Is that end-to-end time for the entire compile or just 'opt -O3'?

Those are end-to-end times. Wall time is a bit too noisy to be really useful, so I tend to look at instructions, which is a reasonable proxy, and accurate to within 0.1% for most benchmarks.

test/Analysis/ValueTracking/known-signbit-shift.ll
46 ↗(On Diff #249166)

I missed these Analysis test changes before. The shl here is poison because we know it wraps based on known bits. This optimization gets lost now.

I could add it back explicitly (and better, by returning undef rather than zero) like this: https://gist.github.com/nikic/29135f304f7cf9de6d18dff7ca12659a

I'm not sure whether that's worthwhile though, it seems that these tests are more about not crashing due to conflicting known bits than anything else.

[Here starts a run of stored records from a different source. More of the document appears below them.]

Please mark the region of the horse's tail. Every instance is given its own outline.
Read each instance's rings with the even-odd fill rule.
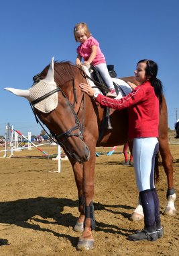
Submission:
[[[159,160],[160,160],[160,155],[159,153],[156,156],[155,158],[155,174],[154,174],[154,180],[157,183],[159,182]]]

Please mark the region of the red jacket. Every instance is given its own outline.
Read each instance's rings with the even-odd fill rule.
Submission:
[[[95,100],[103,106],[119,110],[128,108],[129,139],[158,137],[159,100],[150,82],[146,82],[137,86],[132,92],[120,100],[99,94]]]

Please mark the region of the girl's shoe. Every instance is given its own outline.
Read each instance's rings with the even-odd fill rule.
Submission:
[[[107,97],[116,98],[117,94],[114,89],[111,89],[111,91],[107,94]]]

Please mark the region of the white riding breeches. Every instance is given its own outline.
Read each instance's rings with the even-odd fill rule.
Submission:
[[[158,150],[159,143],[156,137],[133,139],[133,166],[139,192],[155,188],[155,158]]]

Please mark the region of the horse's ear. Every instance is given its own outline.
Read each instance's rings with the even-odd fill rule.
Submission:
[[[51,60],[51,63],[48,69],[48,71],[46,78],[44,79],[44,82],[48,84],[54,84],[54,57],[53,57]]]

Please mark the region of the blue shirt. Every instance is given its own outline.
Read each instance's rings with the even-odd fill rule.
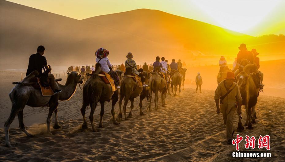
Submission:
[[[156,67],[162,67],[162,65],[161,64],[161,63],[160,63],[159,61],[157,61],[154,63],[153,65],[154,66],[154,71],[155,70],[155,68]],[[159,69],[160,69],[160,68]]]
[[[176,70],[178,71],[178,66],[177,65],[177,63],[175,62],[172,62],[170,64],[170,68],[171,69]]]

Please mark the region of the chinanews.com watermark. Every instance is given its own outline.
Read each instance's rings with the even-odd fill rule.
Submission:
[[[263,137],[259,136],[259,137],[257,141],[258,145],[256,148],[255,137],[254,136],[250,137],[248,136],[245,136],[245,148],[249,149],[248,151],[239,151],[240,150],[239,144],[243,140],[244,138],[238,134],[237,135],[237,138],[233,140],[232,144],[235,145],[235,149],[238,152],[233,152],[232,156],[233,157],[241,158],[257,158],[271,157],[271,153],[264,151],[254,151],[254,149],[263,149],[266,148],[267,150],[270,149],[270,137],[268,135],[266,135]]]

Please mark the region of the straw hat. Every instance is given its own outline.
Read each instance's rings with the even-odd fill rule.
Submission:
[[[129,52],[126,57],[128,59],[131,59],[134,57],[134,56],[132,54],[131,52]]]

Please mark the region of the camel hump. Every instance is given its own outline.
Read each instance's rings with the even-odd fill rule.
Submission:
[[[34,70],[28,75],[25,77],[22,81],[22,83],[28,83],[31,82],[31,80],[35,77],[39,75],[39,72],[36,70]]]

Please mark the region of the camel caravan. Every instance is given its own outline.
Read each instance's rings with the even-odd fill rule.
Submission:
[[[241,121],[242,105],[245,106],[246,113],[244,126],[247,126],[248,129],[253,129],[252,124],[256,123],[257,118],[255,106],[257,98],[260,92],[263,92],[264,86],[262,83],[263,74],[258,70],[259,58],[257,56],[259,53],[255,49],[248,51],[244,44],[241,44],[238,49],[240,51],[233,64],[232,70],[226,66],[223,56],[221,57],[217,77],[218,86],[215,97],[217,113],[219,114],[220,111],[223,114],[228,142],[230,144],[234,132],[232,121],[234,110],[237,109],[239,115],[237,131],[241,132],[244,129]]]
[[[96,132],[98,131],[94,125],[93,115],[98,102],[100,102],[101,105],[99,128],[103,128],[102,121],[104,112],[105,102],[111,100],[113,123],[119,124],[122,118],[121,107],[123,99],[124,99],[123,106],[124,120],[132,118],[134,98],[139,96],[140,115],[144,115],[142,109],[144,99],[146,97],[149,100],[150,104],[148,109],[151,110],[150,104],[153,92],[155,94],[155,109],[158,110],[158,93],[159,91],[163,101],[162,106],[165,106],[166,93],[169,84],[171,84],[173,88],[174,87],[175,94],[177,87],[179,86],[180,96],[181,84],[183,83],[183,78],[185,78],[186,69],[182,68],[182,65],[177,65],[181,63],[180,60],[176,63],[173,59],[169,65],[167,64],[167,60],[165,61],[164,57],[162,58],[163,60],[161,63],[159,57],[157,57],[153,65],[149,66],[145,63],[143,69],[140,68],[140,67],[137,65],[132,59],[134,56],[131,52],[129,52],[127,56],[127,59],[124,65],[122,64],[118,67],[116,66],[116,69],[113,70],[114,67],[107,57],[109,54],[109,51],[101,48],[95,53],[97,63],[95,67],[93,65],[92,67],[88,65],[82,66],[81,68],[80,66],[69,67],[66,72],[68,75],[66,83],[63,85],[58,83],[62,79],[56,79],[51,74],[51,66],[48,65],[45,57],[43,56],[45,51],[43,46],[39,46],[37,53],[30,57],[26,76],[21,82],[13,83],[16,86],[9,94],[12,102],[12,108],[10,116],[4,124],[6,145],[7,147],[12,147],[9,139],[9,127],[16,115],[18,115],[20,128],[28,137],[32,137],[26,130],[24,124],[23,111],[26,105],[34,107],[46,106],[49,107],[47,119],[47,132],[49,134],[52,135],[50,125],[54,112],[55,117],[53,128],[60,128],[57,118],[59,100],[70,99],[75,93],[78,84],[79,86],[80,84],[84,84],[82,89],[82,105],[80,109],[83,119],[82,130],[85,132],[88,130],[85,115],[86,108],[90,105],[91,111],[89,118],[92,131]],[[114,109],[119,99],[120,113],[118,115],[119,121],[117,121]],[[126,107],[129,100],[131,102],[131,111],[127,117]]]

SGTM, but i'll defer to @spatel.

test/Analysis/ValueTracking/known-signbit-shift.ll
46 ↗(On Diff #249166)

This still seems like worthwhile fold.

nikic retitled this revision from [InstCombine] Remove known bits constant folding (WIP) to [InstCombine] Remove known bits constant folding.Mar 20 2020, 4:27 AM
nikic edited the summary of this revision. (Show Details)
nikic set the repository for this revision to rG LLVM Github Monorepo.
nikic marked an inline comment as done.Mar 20 2020, 5:05 AM
nikic added inline comments.
test/Analysis/ValueTracking/known-signbit-shift.ll
46 ↗(On Diff #249166)

I've opened D76489 to address the reason why this difference exists in the first place (SimplifyDemanded produces a less good known bits result). We could still do a better overflow detection on top of that, but at least this removes the gap to what we currently do.

Please update after D76489.
If we're going to defer the removal of ExpensiveCombines to a follow-on NFC patch, add a FIXME note in this patch near its definition to indicate that it is deprecated/useless (just in case the follow-on doesn't happen immediately).

nikic updated this revision to Diff 251694.Mar 20 2020, 10:21 AM

Rebase and add FIXME.

spatel accepted this revision.Mar 20 2020, 10:51 AM

LGTM

This revision is now accepted and ready to land.Mar 20 2020, 10:51 AM
This revision was automatically updated to reflect the committed changes.